When we dig deeper, we can see what’s really going on.
What selective mutism really is
Selective mutism (SM) is strongly linked with social anxiety. Most children who experience it are not choosing silence; they are experiencing genuine fear in specific social situations, which forces silence upon them.
Yes, some clients are reluctant to speak and naturally laconic, but SM goes well beyond this.
Often there is an inborn sensitivity to anxiety. Some children’s internal alarm systems simply trigger more quickly, as though the brain’s threat detector has been set a little too high. Situations that seem ordinary to others can feel overwhelming to them.
Juliet looked genuinely scared when her parents brought her to me. Her mother was keen to assure me of one thing though: Juliet had not been diagnosed with autism.
Autism and selective mutism are different conditions, but can overlap. One study found up to 63% of children diagnosed with SM also meet the diagnostic criteria for autism.1
Regardless of whether autism is a feature or not (and it certainly isn’t always), SM is driven by anxiety, and anxiety can be treated. Even if Juliet had been autistic, I think my treatment of her would have followed a similar course.
So what fears might be behind the freeze response when it comes to verbalization?
Fear of verbalization
Fears that drive SM might include but are not limited to:
- Fear of making mistakes or saying ‘something stupid’
- Fear of meeting new people
- Fear of presenting their voice, which they may believe to be ‘ugly’ or ‘sound weird’.
Additional factors may also play a part:
- Sensory sensitivities to sound, light, or touch
- Speech or language delays
- Learning differences
- Navigating a second language
- A naturally cautious or shy temperament
Seen this way, the silence begins to make sense. And when something makes sense, we can work with it rather than against it.
Of course, communication happens whether a person speaks or not. So we can welcome any form of communication: nodding, pointing, whispering to a trusted person, drawing, even writing.
I asked Juliet not to speak yet, a form of paradoxical intervention. Freed from pressure, she seemed to relax – while the “yet” left the door open.
I learned from her mother that Juliet liked to draw. I gently wondered aloud whether she could draw herself at school and made paper and pens available to her.
As her mum chatted to me, Juliet drew herself in the middle of lots of faces. It seemed clear she felt ‘on display’ at school and she had communicated that to me, all without words.
I wondered whether she could draw another picture of herself at school being “really happy”. This time she drew herself smiling and seemingly interacting with a few other children while the rest of her class were doing other things.
Paradoxically, when speaking is no longer demanded, it often becomes possible.
But we also, as with any problem, need to know, as far as possible, its possible genesis.
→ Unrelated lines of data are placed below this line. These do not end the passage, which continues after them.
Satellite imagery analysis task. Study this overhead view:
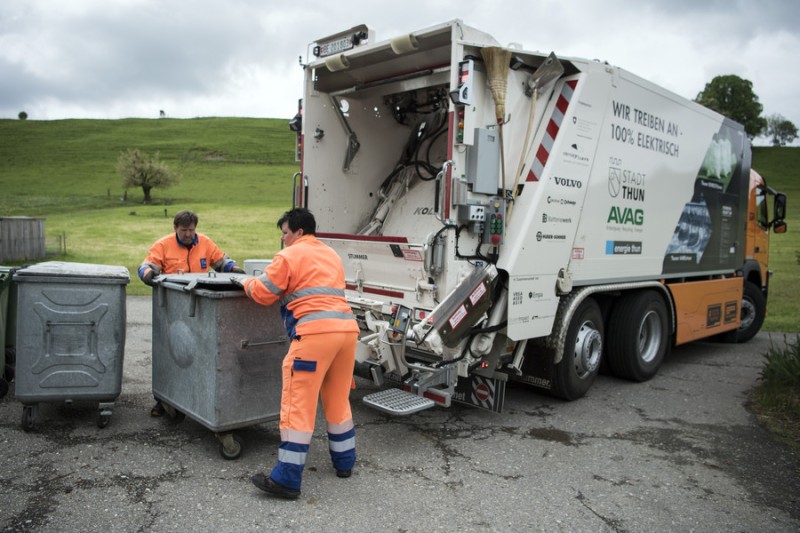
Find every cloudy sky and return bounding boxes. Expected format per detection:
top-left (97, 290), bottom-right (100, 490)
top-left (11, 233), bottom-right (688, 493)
top-left (0, 0), bottom-right (800, 144)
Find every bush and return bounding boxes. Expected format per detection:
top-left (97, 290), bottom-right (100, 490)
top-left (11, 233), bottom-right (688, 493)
top-left (751, 335), bottom-right (800, 452)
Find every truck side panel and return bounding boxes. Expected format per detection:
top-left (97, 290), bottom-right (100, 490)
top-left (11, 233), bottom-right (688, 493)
top-left (668, 278), bottom-right (743, 345)
top-left (498, 63), bottom-right (749, 340)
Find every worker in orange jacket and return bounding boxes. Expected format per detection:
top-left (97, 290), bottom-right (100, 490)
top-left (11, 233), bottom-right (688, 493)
top-left (236, 208), bottom-right (359, 498)
top-left (139, 211), bottom-right (244, 285)
top-left (139, 211), bottom-right (244, 416)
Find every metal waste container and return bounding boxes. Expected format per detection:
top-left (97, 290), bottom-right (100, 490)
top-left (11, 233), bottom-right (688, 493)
top-left (0, 266), bottom-right (19, 398)
top-left (153, 272), bottom-right (289, 459)
top-left (242, 259), bottom-right (272, 276)
top-left (13, 261), bottom-right (130, 431)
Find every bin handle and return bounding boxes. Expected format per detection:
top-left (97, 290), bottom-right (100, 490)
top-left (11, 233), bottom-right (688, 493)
top-left (241, 339), bottom-right (287, 350)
Two: Find out when and how it started
I asked the mother privately when the mutism had started and she said it had been sporadic at first but had led to an almost complete shutdown of speech with “outsiders”. Juliet’s older sister had been bullied at school and also by some girls (from her school) in the street. Although the issue had been resolved, her sister’s unhappy experiences had clearly affected Juliet.
Any intervention would need to deal with a fear of being bullied or ridiculed as well as the fear of speaking itself.
I explored with Juliet (okay, I talked on my own with her present) all the potential ways a child and the adults in her life might deal with bullying if it ever happened.
I wanted her to feel that bullying can be survived, countered, and even perhaps conquered.
Next, going by the principle that stories are therapy, I started to interweave stories and metaphors.
Three: Use stories to rehearse bravery
Young children live close to imagination. Stories are not just entertainment; they are emotional rehearsals for real life.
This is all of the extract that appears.